Coniella

Scientific classification
- Kingdom: Fungi
- Division: Ascomycota
- Class: Sordariomycetes
- Order: Diaporthales
- Family: Schizoparmeaceae
- Genus: Coniella Höhnel, 1918
- Species: Coniella australiensis; Coniella castaneicola; Coniella citri; Coniella clypeata; Coniella costae; Coniella cupressacearum; Coniella delicata; Coniella diplodiella; Coniella duckerae; Coniella eucalypti; Coniella eucalypticola; Coniella fragariae; Coniella fusiformis; Coniella genistae; Coniella granati; Coniella macrospora; Coniella miniata; Coniella minima; Coniella musaiaensis; Coniella musaiensis; Coniella oryzae; Coniella petrakii; Coniella petrakioidea; Coniella populina; Coniella pulchella; Coniella simba; Coniella terminaliae;

= Coniella =

Genus of fungi

Coniella is a fungus genus in the family Schizoparmeaceae (or Schizoparmaceae), which contains 65 species recorded in the database Mycobank. This genus Coniella are reported as a typical plant pathogenic fungi for grape, eucalyptus and several plant.
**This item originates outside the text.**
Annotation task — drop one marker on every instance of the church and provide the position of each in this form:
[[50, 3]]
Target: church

It mainly found in Europe, Asian, also South Africa. less report in American, only one paper published new spaces founded.

The first fungus belonging to Coniella genus was Coniella pulchella, established by Von Hoehnel in 1918. (Von H.hnel 1918) Alvarez, regarded genera Pilidiella and Schizoparme together with Coniella as synonyms. (Alvarez, Groenewald et al. 2016) As typical plant pathogenic fungi and due to globalization, Coniella occur worldwide as plant pathogens. Coniella vitis and Coniella diplodiella are two common pathogens that cause white rot disease in grapevines. Coniella granati induces crown rot and fruit rot in pomegranates in Central Asia. In northern Australia, several species of Coniella have been reported to cause foliage blight on eucalyptus trees. Several Coniella fungi from South Africa are harmful for grapevine cultivation. In 2015, Coniella fragariae was reported as the causal agent for strawberry crown rot in Latvia. Fewer reports about Coniella come from north and south America, but Coniella lustricola was isolated as a new species from submerged detritus in Black Moshannon State Park in Pennsylvania, USA. Considerable research on this genus of fungi has been published in the field of agriculture and biology but there are far few reports about the secondary metabolites of Coniella. In the chemical constitution study, two paper reported azaphilone are the main metabolites.